J@ArangoDB

{ "subject" : "ArangoDB", "tags": [ "multi-model", "nosql", "database" ] }

Getting Core Dumps of Failed TravisCI Builds

I recently wrote about using TravisCI for continuously testing C++11 projects.

Now, what if a build fails?

Especially for C and C++ projects, build failures may mean crashed programs. In a local setup, the usual way to analyze program crashes is to manually inspect the core files that are written on crash.

With TravisCI, there is no way to log in to a build machine and inspect a core dump interactively. There is no SSH access to the build machines. TravisCI does not even persist any state of builds but the result and the log output.

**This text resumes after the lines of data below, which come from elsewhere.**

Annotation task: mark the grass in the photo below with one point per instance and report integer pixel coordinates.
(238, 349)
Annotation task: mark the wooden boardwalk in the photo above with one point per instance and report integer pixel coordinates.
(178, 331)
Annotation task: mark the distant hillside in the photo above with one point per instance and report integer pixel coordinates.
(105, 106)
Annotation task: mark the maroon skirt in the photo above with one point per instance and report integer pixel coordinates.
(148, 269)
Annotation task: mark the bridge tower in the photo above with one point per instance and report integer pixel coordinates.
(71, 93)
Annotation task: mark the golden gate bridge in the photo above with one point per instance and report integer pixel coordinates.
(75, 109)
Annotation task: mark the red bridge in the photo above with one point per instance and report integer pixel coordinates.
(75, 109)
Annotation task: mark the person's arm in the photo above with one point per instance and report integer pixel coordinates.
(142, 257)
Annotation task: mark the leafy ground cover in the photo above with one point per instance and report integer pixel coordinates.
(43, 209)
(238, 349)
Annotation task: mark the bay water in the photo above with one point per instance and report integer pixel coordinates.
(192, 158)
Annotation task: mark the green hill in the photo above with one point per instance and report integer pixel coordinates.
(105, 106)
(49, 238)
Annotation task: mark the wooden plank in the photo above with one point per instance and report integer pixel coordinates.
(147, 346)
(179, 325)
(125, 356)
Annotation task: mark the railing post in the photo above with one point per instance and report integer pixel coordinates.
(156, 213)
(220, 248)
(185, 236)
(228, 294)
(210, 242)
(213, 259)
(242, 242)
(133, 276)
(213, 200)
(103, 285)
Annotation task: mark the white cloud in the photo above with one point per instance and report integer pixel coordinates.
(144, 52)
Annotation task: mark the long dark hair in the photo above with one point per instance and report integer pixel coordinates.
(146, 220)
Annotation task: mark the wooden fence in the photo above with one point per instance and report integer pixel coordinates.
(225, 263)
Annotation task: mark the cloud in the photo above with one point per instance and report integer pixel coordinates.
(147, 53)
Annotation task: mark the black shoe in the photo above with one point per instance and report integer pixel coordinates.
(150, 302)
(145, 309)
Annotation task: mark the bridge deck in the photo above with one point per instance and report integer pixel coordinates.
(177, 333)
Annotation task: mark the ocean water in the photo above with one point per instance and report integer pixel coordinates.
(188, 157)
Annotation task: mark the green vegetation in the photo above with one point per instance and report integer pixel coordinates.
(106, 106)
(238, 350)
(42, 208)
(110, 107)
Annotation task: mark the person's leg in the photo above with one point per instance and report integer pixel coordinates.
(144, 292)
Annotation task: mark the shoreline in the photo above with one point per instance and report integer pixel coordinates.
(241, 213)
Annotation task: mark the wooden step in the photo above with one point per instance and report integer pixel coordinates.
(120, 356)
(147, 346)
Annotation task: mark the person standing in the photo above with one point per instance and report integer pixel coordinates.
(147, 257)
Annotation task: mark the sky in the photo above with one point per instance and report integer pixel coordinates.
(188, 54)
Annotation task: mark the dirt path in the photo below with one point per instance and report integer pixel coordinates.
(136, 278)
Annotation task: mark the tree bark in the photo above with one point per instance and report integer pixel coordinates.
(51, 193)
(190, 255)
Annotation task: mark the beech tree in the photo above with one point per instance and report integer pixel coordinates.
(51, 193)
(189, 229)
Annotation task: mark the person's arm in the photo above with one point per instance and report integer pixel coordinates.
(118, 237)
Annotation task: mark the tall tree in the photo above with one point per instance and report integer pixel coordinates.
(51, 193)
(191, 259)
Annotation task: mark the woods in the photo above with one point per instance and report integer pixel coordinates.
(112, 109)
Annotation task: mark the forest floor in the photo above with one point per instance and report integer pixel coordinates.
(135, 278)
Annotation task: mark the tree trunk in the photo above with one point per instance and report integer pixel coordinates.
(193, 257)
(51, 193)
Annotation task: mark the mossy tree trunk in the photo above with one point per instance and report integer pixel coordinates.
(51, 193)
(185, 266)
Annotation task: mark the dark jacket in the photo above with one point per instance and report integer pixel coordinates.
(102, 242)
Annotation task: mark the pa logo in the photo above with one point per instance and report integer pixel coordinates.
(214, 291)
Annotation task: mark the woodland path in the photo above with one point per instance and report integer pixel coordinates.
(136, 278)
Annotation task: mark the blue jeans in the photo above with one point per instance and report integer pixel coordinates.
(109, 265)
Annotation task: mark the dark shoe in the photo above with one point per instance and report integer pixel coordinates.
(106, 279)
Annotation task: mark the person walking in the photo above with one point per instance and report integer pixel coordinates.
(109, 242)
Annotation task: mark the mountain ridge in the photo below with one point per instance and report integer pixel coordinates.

There is a way to get to the core dumps, but it was fiddly to find out and set up.

The basic idea is to run gdb on the TravisCI build machine automatically when a build fails. gdb can be scripted, so all we need to do is to make it print a backtrace in all threads at the time of the crash.

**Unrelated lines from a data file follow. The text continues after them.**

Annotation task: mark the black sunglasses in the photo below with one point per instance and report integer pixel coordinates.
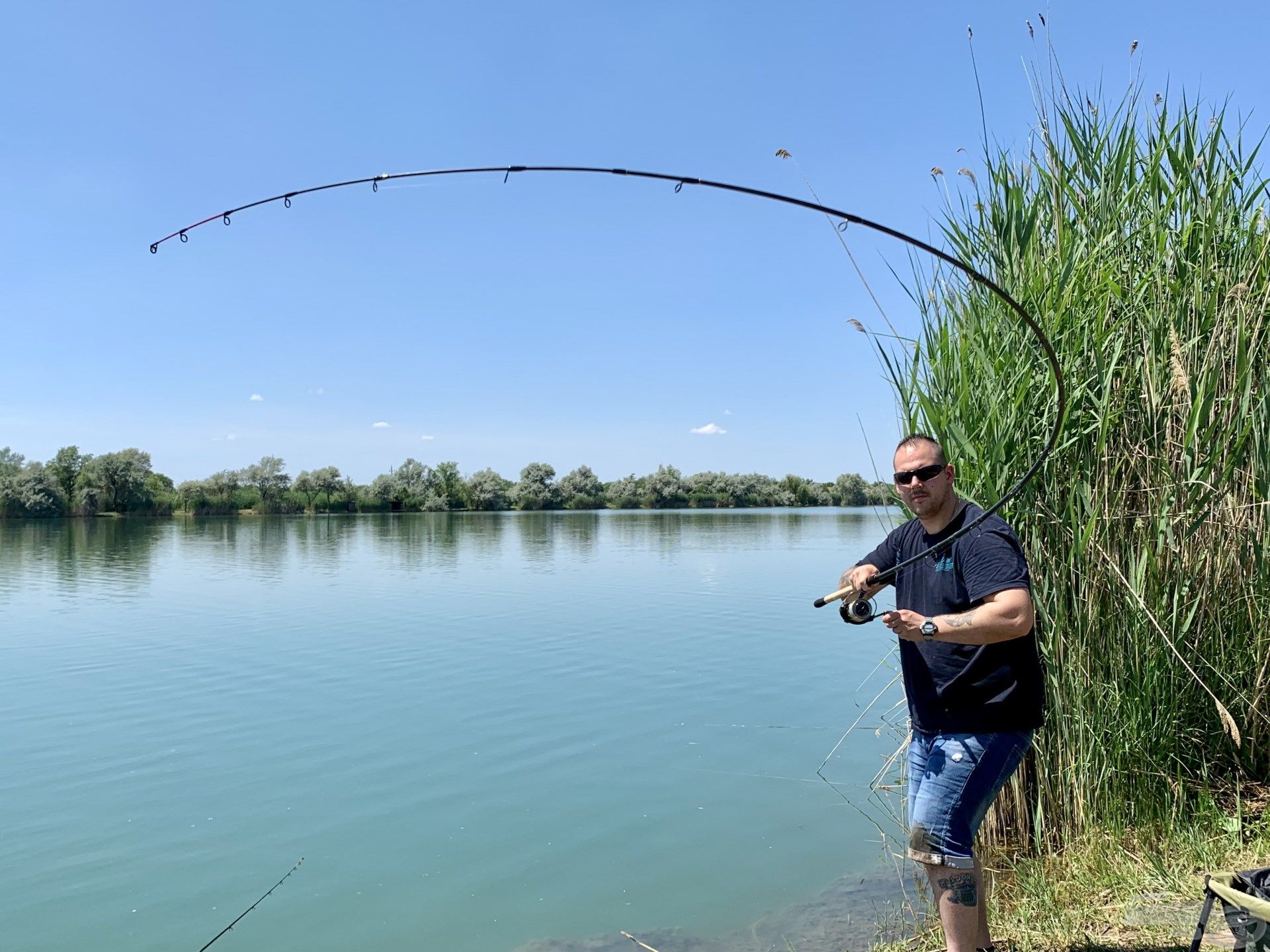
(927, 473)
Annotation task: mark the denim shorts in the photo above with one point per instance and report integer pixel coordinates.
(952, 779)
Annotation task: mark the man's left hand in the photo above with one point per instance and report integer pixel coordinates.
(907, 625)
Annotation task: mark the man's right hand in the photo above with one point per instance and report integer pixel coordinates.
(857, 578)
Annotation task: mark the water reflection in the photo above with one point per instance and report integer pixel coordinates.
(103, 556)
(118, 555)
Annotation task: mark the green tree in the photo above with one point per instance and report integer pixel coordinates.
(192, 494)
(122, 477)
(36, 492)
(66, 466)
(224, 484)
(327, 480)
(851, 489)
(349, 491)
(626, 493)
(582, 489)
(536, 489)
(667, 488)
(450, 484)
(880, 494)
(306, 487)
(386, 488)
(269, 477)
(488, 491)
(414, 479)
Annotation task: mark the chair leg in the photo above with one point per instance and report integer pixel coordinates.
(1203, 916)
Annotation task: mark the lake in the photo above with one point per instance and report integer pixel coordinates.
(482, 731)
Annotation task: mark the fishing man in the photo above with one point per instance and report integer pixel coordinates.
(972, 674)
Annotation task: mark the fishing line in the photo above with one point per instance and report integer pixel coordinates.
(847, 219)
(854, 608)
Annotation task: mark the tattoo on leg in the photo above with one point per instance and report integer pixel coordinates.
(963, 889)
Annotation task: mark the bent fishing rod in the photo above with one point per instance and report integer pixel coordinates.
(855, 608)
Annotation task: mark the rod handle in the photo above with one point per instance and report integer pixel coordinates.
(832, 597)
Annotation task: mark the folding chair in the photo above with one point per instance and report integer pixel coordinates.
(1246, 903)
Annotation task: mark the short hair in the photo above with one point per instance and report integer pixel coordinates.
(922, 438)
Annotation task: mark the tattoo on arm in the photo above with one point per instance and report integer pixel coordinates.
(963, 889)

By default, no core dumps will be produced on TravisCI. To turn them on, an appropriate ulimit value must be set. We also need to install gdb so we can actually run it. Here is the .travis.yml adjustment for these prerequisites:

adjustments for install and before_script hooks
1
2
3
4
5
install:
- sudo apt-get install -y gdb  # install gdb

before_script:
- ulimit -c unlimited -S       # enable core dumps

To get an idea of where the program crashed, we can finally install an after_failure hook. This hook can check for a core file and use gdb to print a nice backtrace.

The core file pattern on TravisCI seems to be core-%p, so core filenames will include the executable’s process id and change on every run. We can use find to look for files named core* in the cwd and pick the first one as there should only be at most one core file per build:

adjustments for after_failure hook
1
2
3
after_failure:
- COREFILE=$(find . -maxdepth 1 -name "core*" | head -n 1) # find core file
- if [[ -f "$COREFILE" ]]; then gdb -c "$COREFILE" example -ex "thread apply all bt" -ex "set pagination 0" -batch; fi

A failed build might produce output like this:

I recommend compiling the executable to test with debug symbols on and with all optimizations turned off (i.e. compiler options -g -O0). Otherwise backtraces might reveal less useful information for debugging.

On a side note: the Travis WebLint is a handy tool for validating .travis.yml files before pushing them.